Sigourney Weaver's Barking Fixed the '84 'Ghostbusters' Script

The 'Alien' actress's audition helped shape the final act of Ivan Reitman's 1984 comedy classic.


The origins of Ivan Reitman’s original Ghostbusters from 1984 is well-documented: It came from Dan Aykroyd’s family interest in the supernatural, it was originally set in outer space, it almost starred Jim Belushi until he passed away in ‘82, and the script was conceived over a boozy weekend in Martha’s Vineyard. (All pub trivia every Ghostbusters fan should know).

But as a new Ghostbusters hits theaters starring a new generation of comedians — I’ve heard they’re women — more insight into the perfect storm of the ‘84 original is coming to light. Namely, that Sigourney Weaver helped Harold Ramis and Ivan Reitman finish the script (and beat out a young Julia Roberts) by barking. There’s more in a revealing interview with Ivan Reitman from THR, but this barking bit is pretty cool.

“[T]he biggest cast member to find was the part of Dana Barrett,” recalls Reitman to THR. “Julia Roberts was one of the first. I thought she was spectacular and I turned to my casting director, saying, ‘She’s going to be a big star.’” Reitman was right, Julia Roberts did become a big star, but she wouldn’t be in Ghostbusters because then Sigourney Weaver walked in.”

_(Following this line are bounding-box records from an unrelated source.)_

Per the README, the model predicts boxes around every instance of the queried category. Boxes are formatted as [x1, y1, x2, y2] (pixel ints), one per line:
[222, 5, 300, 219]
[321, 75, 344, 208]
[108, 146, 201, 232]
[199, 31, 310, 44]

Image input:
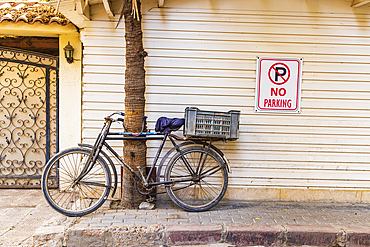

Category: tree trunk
[121, 0, 146, 208]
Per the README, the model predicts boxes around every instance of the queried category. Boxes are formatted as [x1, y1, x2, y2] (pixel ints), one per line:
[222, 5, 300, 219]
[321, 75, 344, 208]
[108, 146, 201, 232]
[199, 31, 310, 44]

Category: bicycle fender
[157, 141, 232, 182]
[77, 143, 118, 197]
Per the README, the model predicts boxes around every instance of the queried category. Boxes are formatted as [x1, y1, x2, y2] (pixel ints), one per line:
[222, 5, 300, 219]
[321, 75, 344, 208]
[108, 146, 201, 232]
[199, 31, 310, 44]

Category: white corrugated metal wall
[81, 0, 370, 199]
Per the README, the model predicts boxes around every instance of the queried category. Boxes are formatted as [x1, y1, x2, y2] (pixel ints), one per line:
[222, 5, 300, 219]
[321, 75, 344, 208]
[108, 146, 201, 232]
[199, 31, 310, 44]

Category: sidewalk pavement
[0, 190, 370, 247]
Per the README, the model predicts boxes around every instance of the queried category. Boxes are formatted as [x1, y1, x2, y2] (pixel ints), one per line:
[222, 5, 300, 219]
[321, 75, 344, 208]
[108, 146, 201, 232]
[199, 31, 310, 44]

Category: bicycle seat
[155, 117, 185, 134]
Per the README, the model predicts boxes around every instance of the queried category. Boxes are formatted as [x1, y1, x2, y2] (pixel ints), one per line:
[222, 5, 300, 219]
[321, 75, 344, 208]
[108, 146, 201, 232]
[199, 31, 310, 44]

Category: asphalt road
[0, 189, 58, 247]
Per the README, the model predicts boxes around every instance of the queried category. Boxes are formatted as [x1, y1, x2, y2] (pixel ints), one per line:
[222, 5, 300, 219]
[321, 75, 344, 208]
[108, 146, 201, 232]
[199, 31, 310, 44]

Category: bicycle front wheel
[165, 146, 228, 212]
[41, 148, 111, 216]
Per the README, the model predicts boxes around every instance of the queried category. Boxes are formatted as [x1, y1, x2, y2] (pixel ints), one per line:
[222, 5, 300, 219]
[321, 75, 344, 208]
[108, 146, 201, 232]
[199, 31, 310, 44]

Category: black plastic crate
[184, 107, 240, 140]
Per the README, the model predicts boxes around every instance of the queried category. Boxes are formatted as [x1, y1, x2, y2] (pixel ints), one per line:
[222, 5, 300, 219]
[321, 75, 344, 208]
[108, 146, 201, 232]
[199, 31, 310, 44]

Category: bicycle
[41, 109, 240, 217]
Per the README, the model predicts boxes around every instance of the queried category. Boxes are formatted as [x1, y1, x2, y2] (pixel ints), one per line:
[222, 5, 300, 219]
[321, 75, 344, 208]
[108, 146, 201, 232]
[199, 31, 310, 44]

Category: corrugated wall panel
[81, 0, 370, 195]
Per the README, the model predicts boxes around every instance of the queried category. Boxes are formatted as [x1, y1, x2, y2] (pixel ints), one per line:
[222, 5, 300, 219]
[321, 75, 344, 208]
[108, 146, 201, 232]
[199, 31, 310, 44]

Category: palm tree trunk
[121, 0, 147, 208]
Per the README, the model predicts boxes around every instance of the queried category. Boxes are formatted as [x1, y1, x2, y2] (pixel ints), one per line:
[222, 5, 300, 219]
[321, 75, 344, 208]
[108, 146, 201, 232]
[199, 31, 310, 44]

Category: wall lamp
[63, 41, 75, 63]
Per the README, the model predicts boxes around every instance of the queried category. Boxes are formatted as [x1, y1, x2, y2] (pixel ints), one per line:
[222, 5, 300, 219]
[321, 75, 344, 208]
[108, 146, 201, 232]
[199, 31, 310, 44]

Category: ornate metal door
[0, 46, 58, 188]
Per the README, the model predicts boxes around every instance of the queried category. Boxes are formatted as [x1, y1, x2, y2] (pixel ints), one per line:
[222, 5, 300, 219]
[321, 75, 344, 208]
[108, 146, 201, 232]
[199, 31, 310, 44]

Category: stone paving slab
[34, 200, 370, 247]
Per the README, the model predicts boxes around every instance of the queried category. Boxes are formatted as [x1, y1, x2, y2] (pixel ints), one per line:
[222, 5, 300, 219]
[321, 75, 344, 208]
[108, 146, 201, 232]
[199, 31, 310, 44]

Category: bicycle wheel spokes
[42, 148, 110, 216]
[166, 147, 228, 211]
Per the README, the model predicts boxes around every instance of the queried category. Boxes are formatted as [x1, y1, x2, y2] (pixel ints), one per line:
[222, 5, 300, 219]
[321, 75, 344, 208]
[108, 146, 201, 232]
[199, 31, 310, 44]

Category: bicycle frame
[75, 117, 212, 190]
[104, 132, 201, 186]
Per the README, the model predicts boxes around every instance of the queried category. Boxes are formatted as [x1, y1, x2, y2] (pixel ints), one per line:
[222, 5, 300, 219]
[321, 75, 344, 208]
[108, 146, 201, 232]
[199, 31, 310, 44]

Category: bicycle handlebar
[104, 111, 148, 135]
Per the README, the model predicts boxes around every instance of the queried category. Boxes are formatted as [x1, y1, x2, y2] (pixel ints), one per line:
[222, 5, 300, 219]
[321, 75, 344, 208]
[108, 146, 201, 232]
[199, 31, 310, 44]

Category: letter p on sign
[254, 57, 303, 113]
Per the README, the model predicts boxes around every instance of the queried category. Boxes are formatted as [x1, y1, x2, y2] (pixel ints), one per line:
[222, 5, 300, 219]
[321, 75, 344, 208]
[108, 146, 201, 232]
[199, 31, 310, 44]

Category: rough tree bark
[121, 0, 147, 208]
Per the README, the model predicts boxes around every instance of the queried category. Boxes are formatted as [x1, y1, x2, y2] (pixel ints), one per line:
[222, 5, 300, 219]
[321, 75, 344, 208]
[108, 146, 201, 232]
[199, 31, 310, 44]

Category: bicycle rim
[166, 147, 228, 211]
[42, 148, 111, 216]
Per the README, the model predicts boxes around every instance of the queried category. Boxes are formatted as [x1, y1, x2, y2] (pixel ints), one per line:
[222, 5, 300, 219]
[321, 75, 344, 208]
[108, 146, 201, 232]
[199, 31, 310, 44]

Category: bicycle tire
[165, 146, 228, 212]
[41, 148, 111, 217]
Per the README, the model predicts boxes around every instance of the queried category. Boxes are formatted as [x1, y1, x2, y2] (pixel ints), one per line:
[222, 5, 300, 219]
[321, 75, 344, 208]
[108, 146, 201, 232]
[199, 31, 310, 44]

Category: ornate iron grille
[0, 46, 59, 188]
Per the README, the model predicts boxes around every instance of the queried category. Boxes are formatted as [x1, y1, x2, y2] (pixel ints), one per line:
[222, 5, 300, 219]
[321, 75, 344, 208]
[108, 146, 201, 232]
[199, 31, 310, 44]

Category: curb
[33, 224, 370, 247]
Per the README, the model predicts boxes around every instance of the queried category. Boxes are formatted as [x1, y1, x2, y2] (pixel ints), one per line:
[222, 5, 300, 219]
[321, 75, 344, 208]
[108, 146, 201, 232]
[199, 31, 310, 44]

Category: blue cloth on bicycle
[155, 117, 185, 134]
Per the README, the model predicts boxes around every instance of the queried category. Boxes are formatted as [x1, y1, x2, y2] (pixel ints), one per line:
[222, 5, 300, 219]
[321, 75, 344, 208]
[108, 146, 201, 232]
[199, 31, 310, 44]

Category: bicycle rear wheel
[41, 148, 111, 217]
[165, 146, 228, 212]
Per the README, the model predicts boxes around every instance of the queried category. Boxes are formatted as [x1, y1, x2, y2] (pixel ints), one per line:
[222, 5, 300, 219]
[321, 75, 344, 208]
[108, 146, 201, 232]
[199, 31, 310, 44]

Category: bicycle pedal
[145, 195, 157, 203]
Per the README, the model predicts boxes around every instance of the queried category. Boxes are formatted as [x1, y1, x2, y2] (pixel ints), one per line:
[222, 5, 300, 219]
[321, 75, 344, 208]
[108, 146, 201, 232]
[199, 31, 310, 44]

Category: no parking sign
[255, 57, 303, 113]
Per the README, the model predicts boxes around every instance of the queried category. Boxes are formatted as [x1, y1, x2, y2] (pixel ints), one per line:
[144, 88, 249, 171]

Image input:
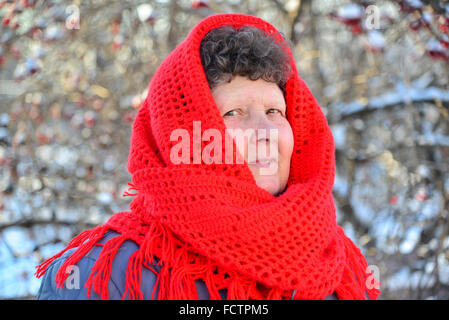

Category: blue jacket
[37, 231, 338, 300]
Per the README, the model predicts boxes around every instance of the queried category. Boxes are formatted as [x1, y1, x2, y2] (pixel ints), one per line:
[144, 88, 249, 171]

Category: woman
[36, 14, 380, 299]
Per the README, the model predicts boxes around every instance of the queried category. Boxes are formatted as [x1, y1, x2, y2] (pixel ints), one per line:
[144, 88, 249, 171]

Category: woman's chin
[255, 176, 281, 196]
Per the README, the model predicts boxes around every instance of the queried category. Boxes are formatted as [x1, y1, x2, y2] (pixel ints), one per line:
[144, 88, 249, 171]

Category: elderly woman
[36, 14, 380, 299]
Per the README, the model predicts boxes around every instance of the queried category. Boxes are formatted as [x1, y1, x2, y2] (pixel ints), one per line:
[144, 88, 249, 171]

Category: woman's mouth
[248, 159, 274, 168]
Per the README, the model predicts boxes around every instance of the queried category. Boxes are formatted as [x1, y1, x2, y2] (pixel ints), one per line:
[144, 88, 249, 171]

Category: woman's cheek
[279, 123, 294, 160]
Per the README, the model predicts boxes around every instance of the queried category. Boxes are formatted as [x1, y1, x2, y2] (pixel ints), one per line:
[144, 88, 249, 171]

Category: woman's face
[212, 76, 294, 196]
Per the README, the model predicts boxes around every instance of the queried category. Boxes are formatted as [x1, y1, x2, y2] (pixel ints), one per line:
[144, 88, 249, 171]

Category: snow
[137, 3, 153, 22]
[399, 226, 422, 254]
[333, 74, 449, 118]
[338, 3, 363, 19]
[368, 30, 385, 50]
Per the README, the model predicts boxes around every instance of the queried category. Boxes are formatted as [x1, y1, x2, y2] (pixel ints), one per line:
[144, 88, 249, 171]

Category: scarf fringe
[120, 221, 291, 300]
[36, 215, 380, 300]
[85, 235, 130, 300]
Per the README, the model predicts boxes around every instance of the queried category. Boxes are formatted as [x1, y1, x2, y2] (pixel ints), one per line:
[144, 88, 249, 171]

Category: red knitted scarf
[36, 14, 380, 299]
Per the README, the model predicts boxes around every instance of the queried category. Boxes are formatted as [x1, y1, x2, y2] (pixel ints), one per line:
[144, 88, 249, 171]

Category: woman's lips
[248, 159, 274, 168]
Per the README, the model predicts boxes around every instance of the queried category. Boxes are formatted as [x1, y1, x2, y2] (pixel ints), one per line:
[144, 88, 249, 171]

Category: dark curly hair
[200, 25, 292, 96]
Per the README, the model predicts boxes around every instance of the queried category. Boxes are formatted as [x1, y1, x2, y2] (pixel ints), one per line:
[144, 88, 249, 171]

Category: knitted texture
[36, 14, 380, 299]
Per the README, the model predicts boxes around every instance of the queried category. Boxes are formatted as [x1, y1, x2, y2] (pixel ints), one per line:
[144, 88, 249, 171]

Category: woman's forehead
[213, 79, 284, 104]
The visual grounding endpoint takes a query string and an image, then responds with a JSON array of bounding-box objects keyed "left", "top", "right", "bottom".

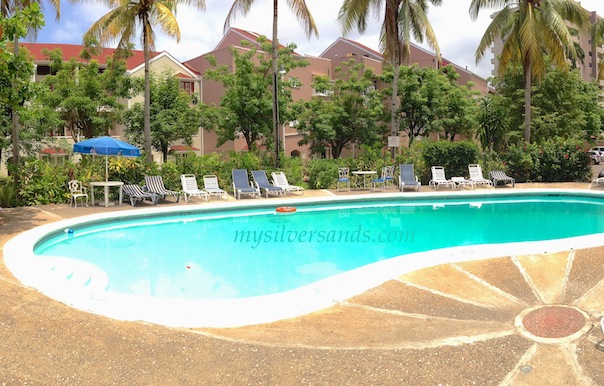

Sigourney was big after 1979’s Alien, Ridley Scott’s sci-fi heart-stopper, but Reitman praised her for being “so smart” about the film’s mash-up of horror with comedy. “She said, ‘You know I really think that Dana Barrett should be possessed. She should be like that dog on the roof. And then she got on all fours on my coffee table, howling like a dog!”

Sigourney’s barking is more than just a performer’s commitment, it actually solved their scripting woes.

“I called Harold Ramis and said: ‘Harold, Sigourney Weaver just started howling like a dog in my office. She said that she should get possessed by the dog and turn into a dog,’ and I thought, Damn, that’s a really good idea.’ We had been having all this trouble about how to handle what happens on the roof in the last act, and we hadn’t solved it. Her idea of being possessed really personalized the larger concept and that got included in the script. She was barely out of my office and we were writing it already.”